Best way to handle several collisions on the same frame

I’m writing a system where I want to react to 2D collisions between a Rigidbody2Ds and Collider2Ds by modifying the Rigidbody’s velocity in a way that’s not possible to do by just messing with PhysicsMaterial2D’s.

This means that I want to look at all the Collisions that happen in a frame between the Rigidbody2D and other things, take all of them into account, and then act on that. The problem is that what I get from Unity is one OnCollisionEnter2D for each object, and no information about how many of them there are.

So if I hit a corner where two colliders meet, and intersect with both of the colliders on the same frame, I get one collision with one object, and a different collision with the second object:

The builtin physics handles this perfectly - with a 2D material with bounciness 1 and 0 gravity on the ball, if it’s moving with velocity (10, 10) before the collision, it’ll move with exactly (-10, -10) after the collision. But, as I said, I need to do this in script instead for gameplay reasons.

If I look at the Order of execution for event functions page, it seems like my best bet is to collect all of the collisions in OnCollisionEnter (copy values so I can keep reuseCollisionCallbacks) and then apply them in a coroutine that’s yielding a WaitForFixedUpdate. Then I know that the new values will be correct in FixedUpdate calls.

That feels a bit clunky, though! Is there some better way to collect information about all the physics interactions an object was involved in during a frame? Is the work with the contact dispatches that’s being done for 3D also being done for 2D, as that’d be very applicable here?

You want to handle the collision response yourself? If so, use a Kinematic Rigidbody2D and turn-on Rigidbody2D.useFullKinematicContacts. You’ll get callbacks then and can access all contacts i.e. Collision2D.contactCount and Collision2D.GetContacts.

Obviously a Dynamic body has already had its collision response applied during a callback.

That’s probably going to help a lot. I’m not quite sure if it gets me all the way there - you still get two callbacks on the same physics frame if you hit two different objects on that frame, right?

You’ll get a callback for each collider pair that come into contact so if you hit two colliders, you’ll get two callbacks.
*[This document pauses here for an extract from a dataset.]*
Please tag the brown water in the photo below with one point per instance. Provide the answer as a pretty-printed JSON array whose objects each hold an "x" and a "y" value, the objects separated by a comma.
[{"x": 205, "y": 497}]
You get the exact same behaviour as if it were a Dynamic Rigidbody2D but there’s just the usual no collision response on the Kinematic body.

Likewise you can simulate physics and just get all the contacts on the Rigidbody2D or any individual Collider2D too in one go.

Its a bit wonky but a decent pattern to process this stuff in Unity is to simply accumulate all the collisions you care about and process them all at once.

I had to do this for my Jetpack Kurt game to properly handle slamming down on the ground. I needed to balance the effects of impulse applied across any number of contacts in a given frame. Otherwise if you slammed two colliders into the ground you would take double the damage vs one collider.

I think I sorted the damage contacts (from all colliders this entire frame) from biggest to littlest, then only consider the second plus half the first or something like that.

There’s also a temporal component as subsequent impacts, as long as they are smaller, are drastically discounted if they happened within the next frame, which addressed the impact-nearly-flat-but-not-quite.

Just to add, if you have a list of colliders you’re in contact with, you can perform Physics2D.Distance (there’s Collider2D/Rigidbody2D Distance too) to help you solve the collisions too. The returned ColliderDistance2D should contain everything you need.

Okay, that’s really cool! I’ll take it for a spin!